Figure 10 illustrates a third embodiment of a rapid exchange catheter. In this embodiment, there are more than one distal sensing devices 310, in this example two. A first distal sensing device 310 is disposed at or near the distal end of the catheter, and it has a distance of d4 from the proximal sensing device 300. A second distal sensing device 310 is disposed further away from the distal end of the catheter, and it has a distance d5 from the proximal sensing device 300. Even more than two distal sensing devices may be disposed at the distal portion 710 at different distances from the distal end and the proximal sensing device 300. By having more than one distal sensing devices 310, it is possible to measure more than one pressure differences between different sensing devices. In the exemplary embodiment, it is possible to measure the pressure differences between either of the distal sensing devices 310 and the proximal sensing device 300 but also between the two distal sensing devices 310. Thus, it is possible to get more information from the measurements for example in case of more than one lesions or a long, nonuniform lesion.

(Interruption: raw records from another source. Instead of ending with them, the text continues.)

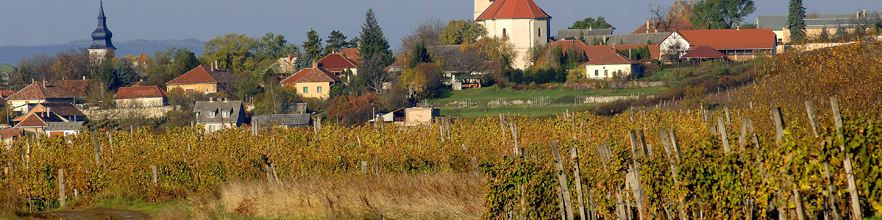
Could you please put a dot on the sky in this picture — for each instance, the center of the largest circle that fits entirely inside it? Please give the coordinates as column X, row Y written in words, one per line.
column 43, row 22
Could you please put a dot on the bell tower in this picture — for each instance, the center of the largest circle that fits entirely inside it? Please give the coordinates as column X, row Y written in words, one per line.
column 101, row 44
column 481, row 6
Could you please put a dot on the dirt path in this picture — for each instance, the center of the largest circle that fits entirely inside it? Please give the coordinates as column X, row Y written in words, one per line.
column 91, row 214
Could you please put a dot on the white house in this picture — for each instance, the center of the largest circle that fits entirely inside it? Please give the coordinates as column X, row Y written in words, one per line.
column 611, row 64
column 140, row 96
column 522, row 21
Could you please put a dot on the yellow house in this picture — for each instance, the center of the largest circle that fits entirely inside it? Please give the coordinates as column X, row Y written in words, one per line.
column 313, row 82
column 204, row 79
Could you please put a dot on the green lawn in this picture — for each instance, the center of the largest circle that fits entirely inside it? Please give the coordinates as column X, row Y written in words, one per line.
column 561, row 100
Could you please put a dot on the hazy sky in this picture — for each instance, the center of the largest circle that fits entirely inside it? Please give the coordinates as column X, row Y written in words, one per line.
column 40, row 22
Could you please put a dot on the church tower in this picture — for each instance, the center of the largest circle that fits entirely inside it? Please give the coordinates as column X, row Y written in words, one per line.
column 521, row 21
column 481, row 6
column 101, row 44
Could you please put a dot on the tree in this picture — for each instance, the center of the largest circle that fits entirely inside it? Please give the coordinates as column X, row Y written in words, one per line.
column 591, row 23
column 313, row 45
column 271, row 47
column 419, row 55
column 720, row 14
column 231, row 51
column 461, row 31
column 681, row 10
column 336, row 42
column 427, row 32
column 796, row 20
column 374, row 52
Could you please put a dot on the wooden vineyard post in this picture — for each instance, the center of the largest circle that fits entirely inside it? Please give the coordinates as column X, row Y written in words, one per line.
column 61, row 196
column 833, row 199
column 574, row 155
column 663, row 135
column 849, row 173
column 110, row 139
column 364, row 167
column 567, row 205
column 155, row 177
column 97, row 150
column 633, row 176
column 724, row 135
column 475, row 169
column 779, row 124
column 813, row 118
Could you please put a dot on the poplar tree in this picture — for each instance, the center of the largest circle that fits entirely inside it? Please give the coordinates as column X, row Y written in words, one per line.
column 796, row 20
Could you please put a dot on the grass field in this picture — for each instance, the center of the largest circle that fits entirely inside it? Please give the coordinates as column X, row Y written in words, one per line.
column 562, row 100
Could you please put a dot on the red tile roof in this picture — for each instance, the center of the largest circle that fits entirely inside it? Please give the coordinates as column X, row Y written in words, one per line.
column 6, row 93
column 10, row 132
column 312, row 75
column 31, row 120
column 203, row 75
column 351, row 53
column 610, row 57
column 592, row 51
column 41, row 90
column 135, row 92
column 704, row 52
column 57, row 109
column 731, row 39
column 336, row 63
column 675, row 25
column 75, row 87
column 513, row 9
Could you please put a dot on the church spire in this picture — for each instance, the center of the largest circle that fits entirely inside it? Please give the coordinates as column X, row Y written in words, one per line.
column 101, row 36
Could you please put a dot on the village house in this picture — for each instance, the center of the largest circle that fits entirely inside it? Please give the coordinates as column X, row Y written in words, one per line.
column 281, row 120
column 737, row 44
column 140, row 96
column 9, row 135
column 52, row 119
column 814, row 24
column 611, row 64
column 522, row 21
column 204, row 79
column 216, row 115
column 312, row 82
column 337, row 64
column 39, row 92
column 410, row 116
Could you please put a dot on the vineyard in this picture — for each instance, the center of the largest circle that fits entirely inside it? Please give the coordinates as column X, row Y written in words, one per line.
column 795, row 145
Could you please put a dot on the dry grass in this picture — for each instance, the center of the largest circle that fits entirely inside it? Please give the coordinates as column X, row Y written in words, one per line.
column 457, row 196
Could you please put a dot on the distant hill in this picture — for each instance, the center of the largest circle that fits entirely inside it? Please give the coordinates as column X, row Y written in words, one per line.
column 14, row 54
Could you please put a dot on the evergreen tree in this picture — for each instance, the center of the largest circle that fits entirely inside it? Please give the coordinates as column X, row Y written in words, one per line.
column 336, row 42
column 419, row 55
column 313, row 46
column 374, row 52
column 796, row 20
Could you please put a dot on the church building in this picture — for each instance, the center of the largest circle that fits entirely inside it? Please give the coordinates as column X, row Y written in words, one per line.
column 101, row 44
column 522, row 21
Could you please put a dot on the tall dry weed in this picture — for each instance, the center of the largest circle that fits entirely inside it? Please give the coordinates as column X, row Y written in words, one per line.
column 458, row 196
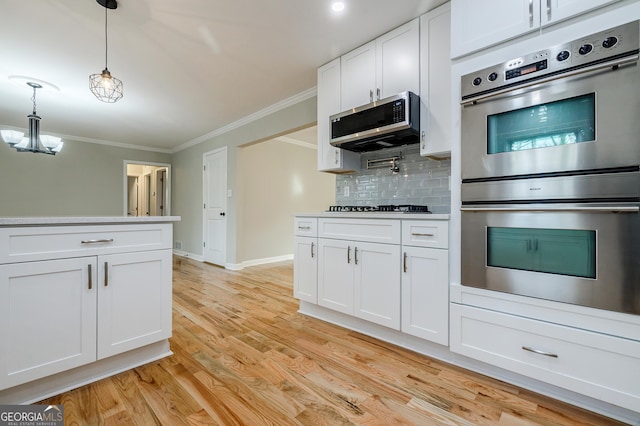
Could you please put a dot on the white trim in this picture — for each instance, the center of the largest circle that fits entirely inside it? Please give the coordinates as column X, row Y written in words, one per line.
column 193, row 256
column 307, row 94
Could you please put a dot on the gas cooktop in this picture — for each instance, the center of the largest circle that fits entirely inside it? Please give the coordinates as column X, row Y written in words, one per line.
column 402, row 208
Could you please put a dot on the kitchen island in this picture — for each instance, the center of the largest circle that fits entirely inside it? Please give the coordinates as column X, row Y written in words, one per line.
column 81, row 298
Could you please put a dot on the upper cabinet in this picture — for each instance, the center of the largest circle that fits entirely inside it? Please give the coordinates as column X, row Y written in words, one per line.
column 477, row 24
column 330, row 158
column 435, row 83
column 381, row 68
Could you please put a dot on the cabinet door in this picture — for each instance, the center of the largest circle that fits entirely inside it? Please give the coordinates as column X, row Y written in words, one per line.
column 558, row 10
column 425, row 293
column 134, row 300
column 47, row 318
column 377, row 283
column 398, row 61
column 435, row 82
column 335, row 275
column 477, row 24
column 358, row 81
column 305, row 269
column 331, row 158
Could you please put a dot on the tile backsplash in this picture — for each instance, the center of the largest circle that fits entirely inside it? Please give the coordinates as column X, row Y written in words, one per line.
column 420, row 180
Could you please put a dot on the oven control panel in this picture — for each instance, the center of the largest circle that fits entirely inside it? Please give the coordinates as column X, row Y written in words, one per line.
column 602, row 47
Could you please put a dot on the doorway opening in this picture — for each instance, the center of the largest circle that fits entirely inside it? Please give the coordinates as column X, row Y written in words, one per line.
column 147, row 189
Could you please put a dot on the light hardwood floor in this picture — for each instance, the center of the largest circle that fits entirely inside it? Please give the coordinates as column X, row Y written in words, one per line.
column 244, row 356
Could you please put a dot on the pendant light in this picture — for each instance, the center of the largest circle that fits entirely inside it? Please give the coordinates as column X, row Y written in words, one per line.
column 34, row 142
column 104, row 86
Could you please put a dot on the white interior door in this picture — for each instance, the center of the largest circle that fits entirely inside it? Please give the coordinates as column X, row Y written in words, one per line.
column 215, row 206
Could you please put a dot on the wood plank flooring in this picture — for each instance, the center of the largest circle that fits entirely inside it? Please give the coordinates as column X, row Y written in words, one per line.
column 244, row 356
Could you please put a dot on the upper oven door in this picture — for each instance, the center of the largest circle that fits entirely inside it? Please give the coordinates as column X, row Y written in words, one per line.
column 583, row 122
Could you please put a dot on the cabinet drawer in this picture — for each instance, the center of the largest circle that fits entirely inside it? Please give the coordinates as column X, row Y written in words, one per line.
column 370, row 230
column 305, row 226
column 53, row 242
column 593, row 364
column 425, row 233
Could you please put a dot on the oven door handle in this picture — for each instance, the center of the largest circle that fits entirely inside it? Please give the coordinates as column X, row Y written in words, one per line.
column 592, row 68
column 613, row 209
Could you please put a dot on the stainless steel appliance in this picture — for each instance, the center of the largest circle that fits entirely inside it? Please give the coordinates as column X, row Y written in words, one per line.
column 551, row 173
column 385, row 123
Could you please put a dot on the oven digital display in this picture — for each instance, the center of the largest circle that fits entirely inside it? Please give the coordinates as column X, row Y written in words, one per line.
column 526, row 69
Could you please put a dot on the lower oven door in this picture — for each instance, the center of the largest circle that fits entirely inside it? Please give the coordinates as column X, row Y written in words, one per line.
column 587, row 256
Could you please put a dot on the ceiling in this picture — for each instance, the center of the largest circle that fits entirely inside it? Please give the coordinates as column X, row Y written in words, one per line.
column 189, row 67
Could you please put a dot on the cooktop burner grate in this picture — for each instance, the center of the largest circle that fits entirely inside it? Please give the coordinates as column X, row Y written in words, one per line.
column 402, row 208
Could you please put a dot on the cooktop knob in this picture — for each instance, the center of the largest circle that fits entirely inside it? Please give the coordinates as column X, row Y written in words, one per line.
column 585, row 49
column 609, row 42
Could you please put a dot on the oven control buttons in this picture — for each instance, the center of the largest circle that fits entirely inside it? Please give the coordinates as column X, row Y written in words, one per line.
column 609, row 42
column 585, row 49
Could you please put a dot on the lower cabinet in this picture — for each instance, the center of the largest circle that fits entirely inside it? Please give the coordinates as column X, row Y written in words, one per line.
column 56, row 315
column 305, row 269
column 595, row 364
column 361, row 279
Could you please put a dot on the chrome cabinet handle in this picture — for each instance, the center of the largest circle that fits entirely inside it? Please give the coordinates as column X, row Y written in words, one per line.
column 539, row 352
column 106, row 240
column 90, row 277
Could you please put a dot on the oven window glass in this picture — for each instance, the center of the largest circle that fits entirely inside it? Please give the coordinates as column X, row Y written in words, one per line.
column 555, row 251
column 564, row 122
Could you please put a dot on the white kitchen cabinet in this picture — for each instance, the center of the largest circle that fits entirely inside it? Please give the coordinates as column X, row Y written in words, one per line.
column 360, row 279
column 382, row 68
column 435, row 82
column 305, row 259
column 425, row 280
column 599, row 365
column 477, row 24
column 358, row 268
column 330, row 158
column 134, row 300
column 47, row 318
column 74, row 295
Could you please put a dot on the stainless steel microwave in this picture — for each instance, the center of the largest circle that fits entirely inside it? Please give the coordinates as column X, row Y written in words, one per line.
column 389, row 122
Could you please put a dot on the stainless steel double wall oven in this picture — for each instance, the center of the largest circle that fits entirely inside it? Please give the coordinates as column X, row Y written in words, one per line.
column 551, row 173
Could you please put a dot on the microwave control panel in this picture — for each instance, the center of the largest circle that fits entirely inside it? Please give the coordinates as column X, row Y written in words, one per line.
column 599, row 48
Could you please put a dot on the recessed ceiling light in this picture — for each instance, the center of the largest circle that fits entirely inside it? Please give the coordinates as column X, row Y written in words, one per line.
column 337, row 6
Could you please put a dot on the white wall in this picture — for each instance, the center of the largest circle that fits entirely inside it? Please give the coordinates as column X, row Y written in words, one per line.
column 277, row 180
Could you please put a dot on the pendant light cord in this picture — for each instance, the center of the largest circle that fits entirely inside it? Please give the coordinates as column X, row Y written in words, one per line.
column 106, row 38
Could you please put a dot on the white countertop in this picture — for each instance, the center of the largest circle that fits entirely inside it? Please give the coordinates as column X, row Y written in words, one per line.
column 377, row 215
column 83, row 220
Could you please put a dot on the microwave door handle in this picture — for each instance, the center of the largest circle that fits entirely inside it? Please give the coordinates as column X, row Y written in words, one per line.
column 592, row 68
column 614, row 209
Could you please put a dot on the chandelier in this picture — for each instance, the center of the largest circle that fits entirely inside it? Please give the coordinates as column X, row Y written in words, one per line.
column 104, row 86
column 34, row 142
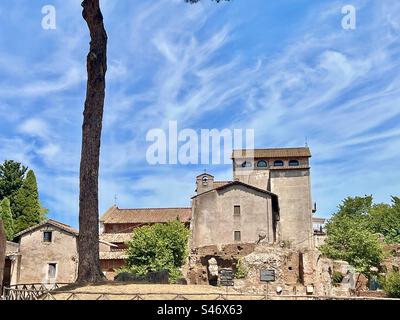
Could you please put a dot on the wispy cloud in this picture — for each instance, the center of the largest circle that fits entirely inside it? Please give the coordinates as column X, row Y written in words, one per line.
column 206, row 66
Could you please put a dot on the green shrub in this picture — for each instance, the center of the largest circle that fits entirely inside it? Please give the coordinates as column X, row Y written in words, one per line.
column 337, row 278
column 158, row 247
column 391, row 284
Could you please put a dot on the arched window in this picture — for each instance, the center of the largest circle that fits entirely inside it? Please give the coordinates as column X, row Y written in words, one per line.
column 246, row 164
column 294, row 163
column 278, row 163
column 262, row 164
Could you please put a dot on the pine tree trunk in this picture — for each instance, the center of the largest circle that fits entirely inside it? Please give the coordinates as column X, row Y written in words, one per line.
column 88, row 242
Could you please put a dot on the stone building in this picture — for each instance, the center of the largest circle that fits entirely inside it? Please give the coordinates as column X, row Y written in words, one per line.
column 116, row 226
column 45, row 253
column 233, row 212
column 268, row 200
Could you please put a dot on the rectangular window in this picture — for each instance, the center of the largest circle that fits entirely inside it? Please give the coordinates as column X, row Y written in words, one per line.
column 47, row 236
column 237, row 236
column 52, row 270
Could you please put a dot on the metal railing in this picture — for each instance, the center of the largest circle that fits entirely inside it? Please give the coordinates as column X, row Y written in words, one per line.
column 29, row 291
column 59, row 294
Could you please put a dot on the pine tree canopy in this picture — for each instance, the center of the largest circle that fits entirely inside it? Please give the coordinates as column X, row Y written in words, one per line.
column 6, row 217
column 26, row 208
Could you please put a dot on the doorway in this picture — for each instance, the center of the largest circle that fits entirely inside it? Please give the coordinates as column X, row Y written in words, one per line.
column 7, row 273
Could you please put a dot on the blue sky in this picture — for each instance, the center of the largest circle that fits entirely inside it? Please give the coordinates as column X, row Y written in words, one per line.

Figure 11 illustrates a fourth embodiment of a rapid exchange catheter. In this embodiment, the proximal sensing device 300 is disposed at the shaft part of the rapid exchange catheter. This way, the distance d4 between the at least one distal sensing device 310 and the proximal sensing device 300 may be further increased. The proximal sensing device 300 may be disposed within a recess formed in the volume of the shaft 715. In a further embodiment, the proximal sensing device 300 may be disposed in a recess formed at the junction between the distal portion 710 and the shaft 715. For example, there may be a coupling structure between the distal portion 710 and the shaft 715, and the proximal sensing device 300 may be disposed in a recess formed at the coupling structure.

Above illustrated embodiments are not restricting, and any combination of individual features of the embodiments may be implemented. For example, the plurality of distal sensing devices 310 illustrated in the figure 10 may be combined with any of the other embodiments. It is apparent to a person skilled in the art that as technology advanced, the basic idea of the invention can be implemented in various ways. The invention and its embodiments are therefore not restricted to the above examples, but they may vary within the scope of the claims.